Chelsea ist dagegen eine Art finanzielle Ausnahme. Zum einen, weil der Klub bis vergangenen Januar von der UEFA mit einer Transfersperre belegt war, konnte einiges an Geld gespart werden, zum anderen erhöhte sich der verfügbare Betrag sogar noch, weil Starspieler Eden Hazard im vergangenen Sommer für 115 Millionen Euro an Madrid verkauft wurde. Außerdem gibt es mit Roman Abramowitsch einen großzügigen Klubeigner, der seinem Klub gerne außergewöhnliche Fußballer spendiert.
Wichtiger Baustein in neuer Ära
Interessant wird nun sein, wie und wo Coach Lampard Havertz in sein System einbaut.

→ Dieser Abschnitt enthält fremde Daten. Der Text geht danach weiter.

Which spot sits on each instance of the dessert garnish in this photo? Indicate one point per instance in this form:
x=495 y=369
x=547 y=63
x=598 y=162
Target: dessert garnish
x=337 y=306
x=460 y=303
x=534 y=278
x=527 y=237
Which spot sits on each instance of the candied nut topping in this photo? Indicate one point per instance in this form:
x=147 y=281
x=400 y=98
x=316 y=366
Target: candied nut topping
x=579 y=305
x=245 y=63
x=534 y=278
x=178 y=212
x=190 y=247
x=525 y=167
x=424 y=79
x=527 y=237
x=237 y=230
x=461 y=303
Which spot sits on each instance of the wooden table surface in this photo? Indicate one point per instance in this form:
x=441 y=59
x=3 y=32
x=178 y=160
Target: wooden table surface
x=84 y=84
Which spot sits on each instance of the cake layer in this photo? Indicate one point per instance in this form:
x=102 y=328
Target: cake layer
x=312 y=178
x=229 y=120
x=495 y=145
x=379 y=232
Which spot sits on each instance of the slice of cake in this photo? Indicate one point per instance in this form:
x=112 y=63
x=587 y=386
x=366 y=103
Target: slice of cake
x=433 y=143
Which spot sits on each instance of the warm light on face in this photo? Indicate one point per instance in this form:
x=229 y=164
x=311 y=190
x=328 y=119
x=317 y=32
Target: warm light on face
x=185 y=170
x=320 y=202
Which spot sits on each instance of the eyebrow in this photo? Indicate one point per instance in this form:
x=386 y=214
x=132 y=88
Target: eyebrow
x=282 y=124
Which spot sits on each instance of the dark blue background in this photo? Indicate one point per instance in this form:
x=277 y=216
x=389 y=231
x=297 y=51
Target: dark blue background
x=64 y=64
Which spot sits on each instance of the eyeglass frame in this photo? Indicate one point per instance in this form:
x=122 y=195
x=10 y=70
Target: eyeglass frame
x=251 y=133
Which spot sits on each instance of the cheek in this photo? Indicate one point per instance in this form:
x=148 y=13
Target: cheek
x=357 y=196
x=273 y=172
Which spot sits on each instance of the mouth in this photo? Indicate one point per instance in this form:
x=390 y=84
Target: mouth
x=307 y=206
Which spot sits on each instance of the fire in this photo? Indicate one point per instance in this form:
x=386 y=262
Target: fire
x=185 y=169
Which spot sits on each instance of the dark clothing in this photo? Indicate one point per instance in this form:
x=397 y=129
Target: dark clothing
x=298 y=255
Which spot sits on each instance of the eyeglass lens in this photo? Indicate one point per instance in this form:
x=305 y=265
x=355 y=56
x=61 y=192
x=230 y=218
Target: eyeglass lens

Spielt er zentral hinter den Spitzen auf der "10", ist Mason Mount der Mann, mit dem Havertz um den Platz in der Startelf kämpfen muss. Kommt tatsächlich auch noch Coutinho nach Chelsea, wird der Konkurrenzkampf noch enger. Die hohe Ablösesumme und die höhere Qualität und die bessere Torquote sollten im Duell mit Mount für Havertz sprechen. Dass der junge Deutsche - wie zuletzt im verlorenen DFB-Pokal-Finale - auch als Mittelstürmer eingesetzt wird, ist dagegen eher unwahrscheinlich. Die Gangart in der Premier League ist noch eine Spur robuster als in der Bundesliga, und ohnehin hat Havertz seine besten Leistungen dann gezeigt, wenn er nicht in vorderster Linie auf die Bälle warten musste, sondern aus der Tiefe kommen konnte und noch einen guten Teil des Spielfelds vor sich hatte.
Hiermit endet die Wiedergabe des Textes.